Sunday 3 June 2018

Fightbacks: "The Rape of Recy Taylor"


It is an uncompromising title - The Rape of Recy Taylor - and a generally dolorous episode: the story of a 24-year-old African-American wife and mother (given name pronounced "Reece-y") who, while returning home from church in rural Alabama one night in September 1944, was kidnapped, raped and mutilated by a carful of white boys who'd been circling the area. Nancy Buirski's documentary account leaves us in little doubt as to the stigma and shame that were attached to the victims of these crimes. Alma Daniels, one of the two Taylor siblings called upon to talk newcomers through these events, recalls seeing her father cradling a shotgun on the porch that night ("We thought they were going to kill her"), and the response of local law enforcement besides: Abbeville's jovial sheriff advised the family not to talk about Recy's ordeal once she was returned to them. What's unusual, and what makes Buirski's film a rather more buoying experience than it might at first seem, is that the family did talk - and to no less a figure than Rosa Parks, discovered here a decade before the Montgomery Bus Boycott, in her role as investigator for the NAACP.

As Crystal Feimster, the Yale professor whose research and insight helps shape the narrative, phrases it: "[Rosa] didn't come out of nowhere". There is a sense that via this one story, which might also be approached as what we now call an origin story, Buirski is attempting to connect some of the more disconsolate dots of black history, and thereby construct a continuum between America in 1944, the America of the Civil Rights era, and America as it is today. One set of connectors would be the Taylors themselves. This is a story of black bodies, and where those bodies fit - where they've been allowed to fit - into the landscape of a post-slavery South, a story about the way those bodies became a site of fascination for Caucasians who were doing everything they could to regulate African-American movements. Yet, more stirringly, it's also the story of how one young woman's trauma came to be weaponised - how Recy Taylor's battered and bruised body became a totem pole around which a community rallied.

Buirski very eloquently describes how Recy's cause came to be taken up by Parks and the NAACP and translated into damning headlines - first in the so-called black press, then in the mainstream media outlets of 1944 - which heaped pressure on the establishment to re-examine this case. After a commendably sensitive first act, the film gains a sudden momentum while describing this movement - partly, as you realise, because Buirski is describing the beginnings of a process by which black citizens realised (if they hadn't already) that they didn't have to take such oppression lying down, and that they had as great a right as anybody to give public voice to their concerns and complaints. There is an instructive dignity about Robert Corbitt, Recy's brother, and a man who, having carried this atrocity around with him all his life, now gets to put his lived experience, calmly and persuasively, on the record.
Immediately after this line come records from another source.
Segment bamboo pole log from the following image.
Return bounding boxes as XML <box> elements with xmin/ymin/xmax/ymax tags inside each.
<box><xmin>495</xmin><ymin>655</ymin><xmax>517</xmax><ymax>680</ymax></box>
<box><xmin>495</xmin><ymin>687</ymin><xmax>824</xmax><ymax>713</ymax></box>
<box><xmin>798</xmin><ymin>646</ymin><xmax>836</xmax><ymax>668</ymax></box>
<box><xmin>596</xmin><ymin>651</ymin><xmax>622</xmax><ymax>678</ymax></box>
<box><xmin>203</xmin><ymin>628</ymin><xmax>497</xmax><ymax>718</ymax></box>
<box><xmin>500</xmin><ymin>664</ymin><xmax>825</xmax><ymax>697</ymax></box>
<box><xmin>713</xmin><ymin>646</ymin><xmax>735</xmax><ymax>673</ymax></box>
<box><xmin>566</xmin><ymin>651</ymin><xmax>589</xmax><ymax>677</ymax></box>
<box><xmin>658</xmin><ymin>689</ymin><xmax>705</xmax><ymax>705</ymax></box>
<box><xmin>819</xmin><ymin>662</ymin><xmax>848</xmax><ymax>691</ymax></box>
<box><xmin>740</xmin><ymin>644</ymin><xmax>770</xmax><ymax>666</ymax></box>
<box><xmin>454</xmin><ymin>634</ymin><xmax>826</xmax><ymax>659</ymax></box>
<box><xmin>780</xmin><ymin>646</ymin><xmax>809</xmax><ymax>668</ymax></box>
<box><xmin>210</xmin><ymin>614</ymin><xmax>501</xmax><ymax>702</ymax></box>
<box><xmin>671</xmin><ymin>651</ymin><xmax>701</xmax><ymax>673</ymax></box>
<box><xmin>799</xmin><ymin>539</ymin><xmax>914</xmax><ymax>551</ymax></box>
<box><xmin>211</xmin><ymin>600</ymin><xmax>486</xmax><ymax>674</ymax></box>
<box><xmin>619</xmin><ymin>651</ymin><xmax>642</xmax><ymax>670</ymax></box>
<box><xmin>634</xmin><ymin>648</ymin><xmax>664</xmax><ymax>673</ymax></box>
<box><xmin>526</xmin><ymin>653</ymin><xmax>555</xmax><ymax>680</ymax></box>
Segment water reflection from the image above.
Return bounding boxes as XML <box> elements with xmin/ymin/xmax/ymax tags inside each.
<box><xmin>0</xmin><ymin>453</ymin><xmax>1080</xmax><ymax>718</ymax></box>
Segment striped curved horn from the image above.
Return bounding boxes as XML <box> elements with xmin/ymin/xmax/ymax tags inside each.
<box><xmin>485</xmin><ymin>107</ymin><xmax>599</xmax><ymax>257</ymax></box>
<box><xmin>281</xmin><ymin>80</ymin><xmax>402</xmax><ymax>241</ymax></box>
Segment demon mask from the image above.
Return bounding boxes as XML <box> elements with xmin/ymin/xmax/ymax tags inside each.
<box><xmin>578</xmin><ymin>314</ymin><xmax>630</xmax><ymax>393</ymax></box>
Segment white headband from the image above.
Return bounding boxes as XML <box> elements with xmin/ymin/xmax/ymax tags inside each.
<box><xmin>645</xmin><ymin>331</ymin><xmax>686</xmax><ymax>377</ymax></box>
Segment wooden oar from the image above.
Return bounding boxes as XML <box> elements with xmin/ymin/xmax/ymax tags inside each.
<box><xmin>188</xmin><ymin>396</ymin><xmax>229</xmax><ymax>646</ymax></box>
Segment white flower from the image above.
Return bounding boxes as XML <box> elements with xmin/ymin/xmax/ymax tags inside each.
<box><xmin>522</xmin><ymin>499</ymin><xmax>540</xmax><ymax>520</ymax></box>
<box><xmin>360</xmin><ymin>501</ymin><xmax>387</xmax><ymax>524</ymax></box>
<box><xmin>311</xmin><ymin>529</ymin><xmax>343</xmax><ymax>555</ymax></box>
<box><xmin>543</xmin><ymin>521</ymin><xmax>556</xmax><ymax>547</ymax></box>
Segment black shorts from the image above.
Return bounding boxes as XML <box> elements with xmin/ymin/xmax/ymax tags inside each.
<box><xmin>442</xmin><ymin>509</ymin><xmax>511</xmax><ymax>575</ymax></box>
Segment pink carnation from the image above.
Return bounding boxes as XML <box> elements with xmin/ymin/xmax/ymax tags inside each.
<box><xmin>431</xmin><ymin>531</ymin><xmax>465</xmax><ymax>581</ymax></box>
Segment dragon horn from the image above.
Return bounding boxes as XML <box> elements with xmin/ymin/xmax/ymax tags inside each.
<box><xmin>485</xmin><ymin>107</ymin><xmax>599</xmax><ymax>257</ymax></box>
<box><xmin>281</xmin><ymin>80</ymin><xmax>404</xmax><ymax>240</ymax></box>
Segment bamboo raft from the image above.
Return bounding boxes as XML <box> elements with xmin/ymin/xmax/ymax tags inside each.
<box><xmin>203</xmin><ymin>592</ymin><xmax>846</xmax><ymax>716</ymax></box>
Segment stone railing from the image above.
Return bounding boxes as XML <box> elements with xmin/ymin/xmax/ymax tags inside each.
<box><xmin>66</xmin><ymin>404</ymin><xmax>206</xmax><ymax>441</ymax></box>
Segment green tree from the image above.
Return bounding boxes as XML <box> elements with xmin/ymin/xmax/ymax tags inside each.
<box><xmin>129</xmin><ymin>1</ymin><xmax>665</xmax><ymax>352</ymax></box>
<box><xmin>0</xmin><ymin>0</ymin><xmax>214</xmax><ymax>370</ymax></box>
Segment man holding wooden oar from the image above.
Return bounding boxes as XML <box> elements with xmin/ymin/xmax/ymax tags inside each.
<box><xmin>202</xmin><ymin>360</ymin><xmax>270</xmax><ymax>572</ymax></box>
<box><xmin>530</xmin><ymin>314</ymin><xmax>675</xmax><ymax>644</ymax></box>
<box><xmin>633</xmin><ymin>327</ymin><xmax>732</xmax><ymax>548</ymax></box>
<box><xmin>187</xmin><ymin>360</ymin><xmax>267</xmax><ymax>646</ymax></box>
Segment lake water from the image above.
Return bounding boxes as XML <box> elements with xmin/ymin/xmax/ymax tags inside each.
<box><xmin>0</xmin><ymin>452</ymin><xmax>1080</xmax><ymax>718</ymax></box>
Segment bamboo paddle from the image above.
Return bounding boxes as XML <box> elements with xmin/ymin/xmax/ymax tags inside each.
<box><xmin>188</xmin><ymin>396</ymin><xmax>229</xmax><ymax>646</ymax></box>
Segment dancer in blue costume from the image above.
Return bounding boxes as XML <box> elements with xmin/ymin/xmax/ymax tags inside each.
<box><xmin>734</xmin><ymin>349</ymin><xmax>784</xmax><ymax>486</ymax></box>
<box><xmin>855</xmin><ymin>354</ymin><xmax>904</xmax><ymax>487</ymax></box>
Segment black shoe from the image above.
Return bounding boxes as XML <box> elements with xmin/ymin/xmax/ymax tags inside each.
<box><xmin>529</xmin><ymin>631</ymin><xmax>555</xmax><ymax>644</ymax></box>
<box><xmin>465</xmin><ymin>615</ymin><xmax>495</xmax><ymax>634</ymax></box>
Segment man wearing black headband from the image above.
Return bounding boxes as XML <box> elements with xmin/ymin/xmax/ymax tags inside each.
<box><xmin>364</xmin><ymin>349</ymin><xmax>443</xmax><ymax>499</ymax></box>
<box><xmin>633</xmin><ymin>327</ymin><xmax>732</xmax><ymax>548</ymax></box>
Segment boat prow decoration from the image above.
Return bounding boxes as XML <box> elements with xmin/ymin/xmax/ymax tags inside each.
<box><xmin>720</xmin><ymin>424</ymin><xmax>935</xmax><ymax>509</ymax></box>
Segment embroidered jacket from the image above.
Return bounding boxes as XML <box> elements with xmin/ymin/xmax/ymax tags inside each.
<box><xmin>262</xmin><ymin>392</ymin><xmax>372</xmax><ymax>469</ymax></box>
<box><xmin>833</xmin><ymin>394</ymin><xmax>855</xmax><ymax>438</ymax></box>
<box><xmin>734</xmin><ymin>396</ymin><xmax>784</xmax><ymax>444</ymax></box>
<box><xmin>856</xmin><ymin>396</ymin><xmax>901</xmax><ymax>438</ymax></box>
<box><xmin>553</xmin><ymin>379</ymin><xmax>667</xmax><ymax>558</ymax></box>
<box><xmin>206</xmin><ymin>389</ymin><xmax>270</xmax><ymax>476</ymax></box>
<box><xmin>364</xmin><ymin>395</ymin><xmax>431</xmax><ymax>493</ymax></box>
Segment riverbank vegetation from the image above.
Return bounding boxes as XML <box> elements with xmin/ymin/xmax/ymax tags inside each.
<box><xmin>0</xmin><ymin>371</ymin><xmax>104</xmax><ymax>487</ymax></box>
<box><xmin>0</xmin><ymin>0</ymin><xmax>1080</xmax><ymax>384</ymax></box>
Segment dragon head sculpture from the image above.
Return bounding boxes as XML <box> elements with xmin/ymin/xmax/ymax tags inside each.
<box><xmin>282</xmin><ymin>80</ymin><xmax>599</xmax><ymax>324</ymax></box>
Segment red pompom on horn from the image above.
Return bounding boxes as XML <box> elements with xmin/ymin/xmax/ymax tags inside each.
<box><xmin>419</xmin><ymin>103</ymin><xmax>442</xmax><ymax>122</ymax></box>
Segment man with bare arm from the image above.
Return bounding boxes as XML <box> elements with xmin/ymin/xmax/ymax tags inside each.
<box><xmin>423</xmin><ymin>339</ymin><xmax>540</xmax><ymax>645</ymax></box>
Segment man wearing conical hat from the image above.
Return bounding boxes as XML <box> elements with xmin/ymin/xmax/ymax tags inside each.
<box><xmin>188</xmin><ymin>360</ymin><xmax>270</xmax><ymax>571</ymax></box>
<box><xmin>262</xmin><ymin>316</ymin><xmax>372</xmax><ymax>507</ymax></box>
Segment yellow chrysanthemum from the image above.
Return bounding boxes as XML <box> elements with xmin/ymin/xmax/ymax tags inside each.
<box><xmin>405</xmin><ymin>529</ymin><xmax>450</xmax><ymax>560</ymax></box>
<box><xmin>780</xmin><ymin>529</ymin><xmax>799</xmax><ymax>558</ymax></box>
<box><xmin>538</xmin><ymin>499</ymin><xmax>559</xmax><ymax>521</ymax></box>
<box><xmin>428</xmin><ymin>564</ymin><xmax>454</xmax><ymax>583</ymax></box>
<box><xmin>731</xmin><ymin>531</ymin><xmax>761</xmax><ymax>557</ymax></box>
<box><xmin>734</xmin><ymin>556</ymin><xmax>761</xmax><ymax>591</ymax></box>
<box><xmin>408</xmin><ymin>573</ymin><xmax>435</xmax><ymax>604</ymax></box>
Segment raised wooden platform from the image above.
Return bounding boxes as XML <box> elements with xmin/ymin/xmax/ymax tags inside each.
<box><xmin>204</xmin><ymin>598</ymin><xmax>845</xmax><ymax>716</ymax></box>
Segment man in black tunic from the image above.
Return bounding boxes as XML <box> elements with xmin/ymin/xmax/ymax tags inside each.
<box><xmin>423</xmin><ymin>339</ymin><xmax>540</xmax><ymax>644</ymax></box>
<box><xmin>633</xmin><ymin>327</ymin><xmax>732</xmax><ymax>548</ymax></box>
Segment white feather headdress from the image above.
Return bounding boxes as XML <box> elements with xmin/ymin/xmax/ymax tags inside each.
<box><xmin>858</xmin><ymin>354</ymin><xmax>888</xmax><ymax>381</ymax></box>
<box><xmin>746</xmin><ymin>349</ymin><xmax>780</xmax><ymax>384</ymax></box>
We're left in little doubt about what this family found themselves up against, whether that be the overwhelming whiteness of the grand juries assembled to hear this case, or the fact Recy's assailants hailed from well-connected families (and would go on to be hailed as war heroes). Buirski's intelligent use of clips from "race movies" - those early motion pictures geared towards chronicling the black experience - helps to illustrate that which cannot be shown or seen, or which might not be fathomable in the 21st century: as the author Danielle McGuire suggests, this may be a chapter in a bigger story about movement, and the ability of African-Americans to pass through public spaces unmolested. Yet the documentary retains a tight, careful focus: Buirski takes a small, sorry truth about the realities of life in the American South, relays the bare narrative bones with skill, and imbues the whole with the understated power of a light in the dark. Her film is both an index of what's been overcome, and a lesson in overcoming, whatever obstacles may remain between society and full social justice.

The Rape of Recy Taylor is now playing in selected cinemas.